In het kort komen de reacties op het volgende neer:
Van het buurperceel Utrechtseweg 63-65 is een telefonische en schriftelijke reactie ontvangen. Er is verzocht om de locatie voor de nieuwe woning aan te duiden als Utrechtseweg 67.
Dat is helaas nog niet mogelijk omdat er nog geen huisnummerbesluit is. Wel is het bestemmingsplan naar aanleiding van dit verzoek aangepast en luidt de naam nu: “Utrechtseweg, perceel naast 63-65”, zodat de locatie goed is te onderscheiden van Utrechtseweg 63-65.
Van het buurperceel Utrechtseweg 69A is een schriftelijke reactie ontvangen. Er is aangegeven geen bezwaar te hebben tegen de bouw van een nieuwe woning op het perceel, maar dat de situering van de bijbehorende bouwwerken op het perceel wel zorgen baart.

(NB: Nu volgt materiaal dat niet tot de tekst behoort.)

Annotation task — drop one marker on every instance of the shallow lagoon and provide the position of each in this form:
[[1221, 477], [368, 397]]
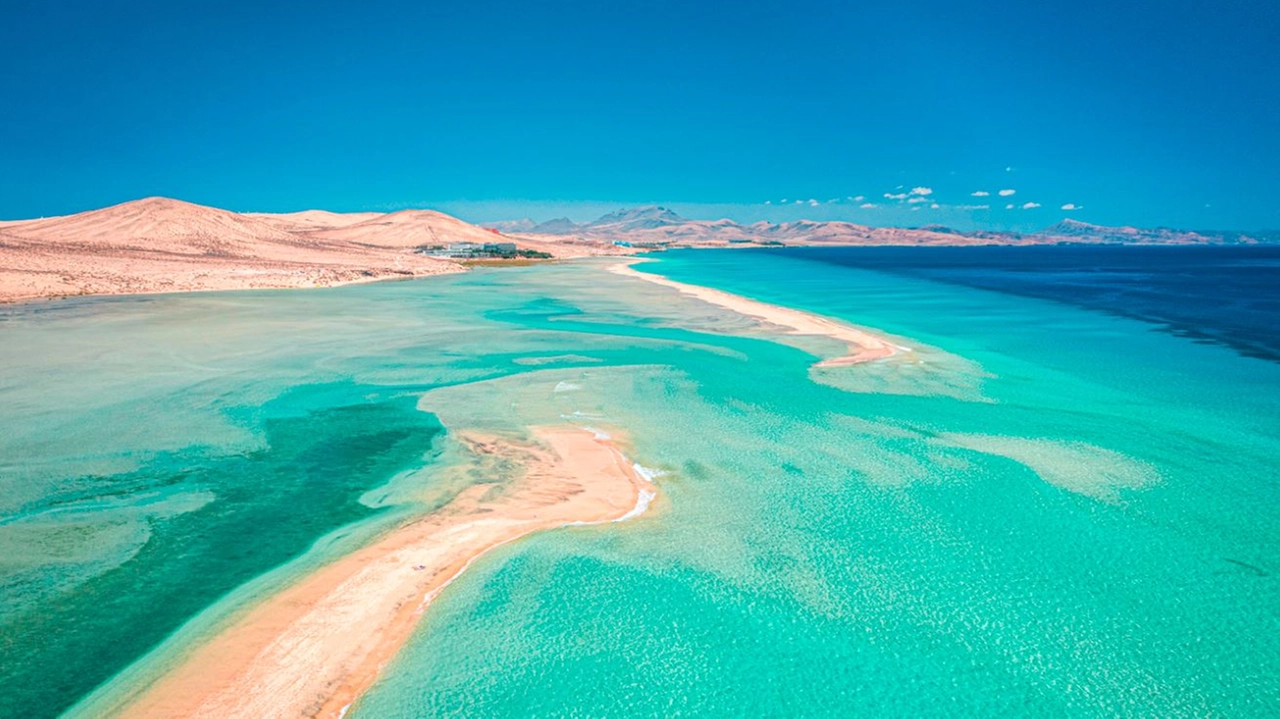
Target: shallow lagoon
[[1045, 509]]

De bebouwing van Utrechtseweg 69A staat tot vlak op de perceelsgrens. Naar aanleiding van deze reactie is dan ook besloten om met de nieuwe bijbehorende bouwwerken afstand te houden tot de zijdelingse perceelsgrens. Daartoe is op de verbeelding een zone van tenminste 2 meter aangehouden waarbinnen geen bijbehorende bouwwerken zijn toegestaan [-bg]. De voorgeschreven afstand van tenminste 2 meter komt overeen met de aan te houden afstand volgens het privaatrechtelijke burenrecht.
Van het buurperceel Utrechtseweg 69 is een telefonische en schriftelijke reactie ontvangen. De buren hebben een geluidsopname gemaakt van het telefoongesprek en op basis daarvan een schriftelijk verslag van het telefoongesprek gemaakt en met de mail toegezonden. Naar aanleiding van dit gespreksverslag is teruggebeld om resterende vragen te beantwoorden.
In de schriftelijke reactie zijn vele vragen over voorgeschiedenis, procedure en de planregeling gesteld. Deze zijn zo goed mogelijk beantwoord. Zie de reactienota voor een uitgebreide beschrijving.
Bij mail van 16 juni 2020 is aangeboden om het plan aan tafel met elkaar te bespreken. Daarvan is geen gebruik gemaakt. Men wenst het contact te beperken tot de formele procedure.
Omdat de schriftelijke reactie vooral vragend is opgesteld valt daaruit niet goed op te maken wat de bezwaren precies zijn, maar blijkt wel dat men het niet eens is met het onderhavige bestemmingsplan.
Om de bezwaren toch duidelijk te krijgen en te bespreken of er wellicht aanpassingen mogelijk zijn, is op 31 maart 2021 nogmaals bij mail het aanbod gedaan om elkaar rechtstreeks over de bezwaren te spreken. Daarop is geen reactie ontvangen.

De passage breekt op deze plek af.